Ingredientes:
- 2 tazas (60g) de hojas frescas de albahaca, compactadas (preferiblemente albahaca Genovesa)
- 1/4 taza (35g) de piñones, tostados ligeramente
- 2-3 dientes de ajo, pelados
- 1/2 taza (50g) de queso parmesano rallado, preferiblemente Parmigiano-Reggiano
- 1/4 taza (25g) de queso Pecorino Sardo rallado (se puede sustituir con más parmesano si no está disponible)
- 1/2 taza (120ml) de aceite de oliva virgen extra, de alta calidad
- Sal y pimienta negra recién molida al gusto
- 1-2 cucharadas de agua caliente, según sea necesario para ajustar la consistencia (opcional)
Instrucciones:
- Tostar los piñones (opcional): En una sartén seca a fuego medio, tostar los piñones hasta que estén ligeramente dorados y fragantes, removiendo constantemente. ¡Cuidado, se queman fácilmente! Retirar del fuego y dejar enfriar completamente.

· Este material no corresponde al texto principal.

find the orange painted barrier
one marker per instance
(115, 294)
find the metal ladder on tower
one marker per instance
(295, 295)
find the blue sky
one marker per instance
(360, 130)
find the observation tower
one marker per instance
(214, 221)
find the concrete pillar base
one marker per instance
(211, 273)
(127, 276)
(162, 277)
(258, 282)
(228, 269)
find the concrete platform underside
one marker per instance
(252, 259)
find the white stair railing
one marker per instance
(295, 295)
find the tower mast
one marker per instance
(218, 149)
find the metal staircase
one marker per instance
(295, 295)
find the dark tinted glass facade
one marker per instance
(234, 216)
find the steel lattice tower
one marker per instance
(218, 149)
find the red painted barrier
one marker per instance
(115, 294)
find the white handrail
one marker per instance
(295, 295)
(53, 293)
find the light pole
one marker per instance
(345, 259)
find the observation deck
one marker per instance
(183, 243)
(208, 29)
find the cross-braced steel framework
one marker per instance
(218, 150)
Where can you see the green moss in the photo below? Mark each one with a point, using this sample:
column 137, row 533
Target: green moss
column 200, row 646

- Combinar los ingredientes secos: En el procesador de alimentos, combinar las hojas de albahaca, los piñones tostados, el ajo, el queso parmesano y el queso Pecorino Sardo.
- Procesar hasta obtener una pasta gruesa: Pulsar la mezcla hasta que se forme una pasta gruesa. No procesar demasiado; se busca algo de textura.

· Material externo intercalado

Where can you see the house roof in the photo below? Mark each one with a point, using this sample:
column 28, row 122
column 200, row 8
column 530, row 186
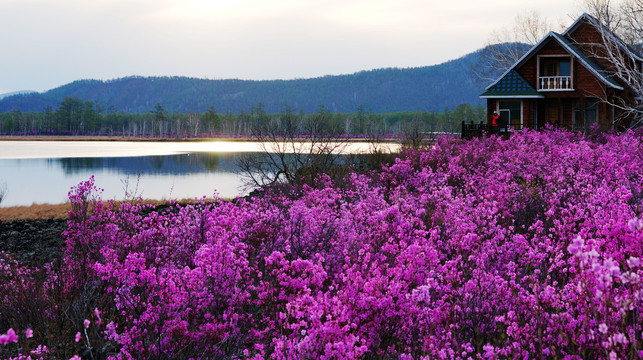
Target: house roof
column 594, row 68
column 511, row 85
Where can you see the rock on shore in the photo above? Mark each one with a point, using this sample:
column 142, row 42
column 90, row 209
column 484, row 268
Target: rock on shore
column 34, row 242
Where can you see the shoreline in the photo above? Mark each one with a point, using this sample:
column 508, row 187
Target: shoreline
column 147, row 139
column 36, row 211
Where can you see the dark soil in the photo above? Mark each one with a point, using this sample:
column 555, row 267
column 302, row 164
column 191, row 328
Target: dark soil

- Verter lentamente el aceite de oliva: Con el procesador de alimentos en marcha, verter lentamente el aceite de oliva hasta que se forme un pesto suave y emulsionado.
- Sazonar al gusto: Sazonar con sal y pimienta negra recién molida al gusto.
- Ajustar la consistencia (opcional): Si el pesto está demasiado espeso, añadir agua caliente, una cucharada a la vez, hasta alcanzar la consistencia deseada.
- Almacenar: Transferir el pesto a un recipiente hermético. Presionar un trozo de film transparente directamente sobre la superficie del pesto para evitar que se oxide. Refrigerar hasta por 5 días o congelar para un almacenamiento más prolongado.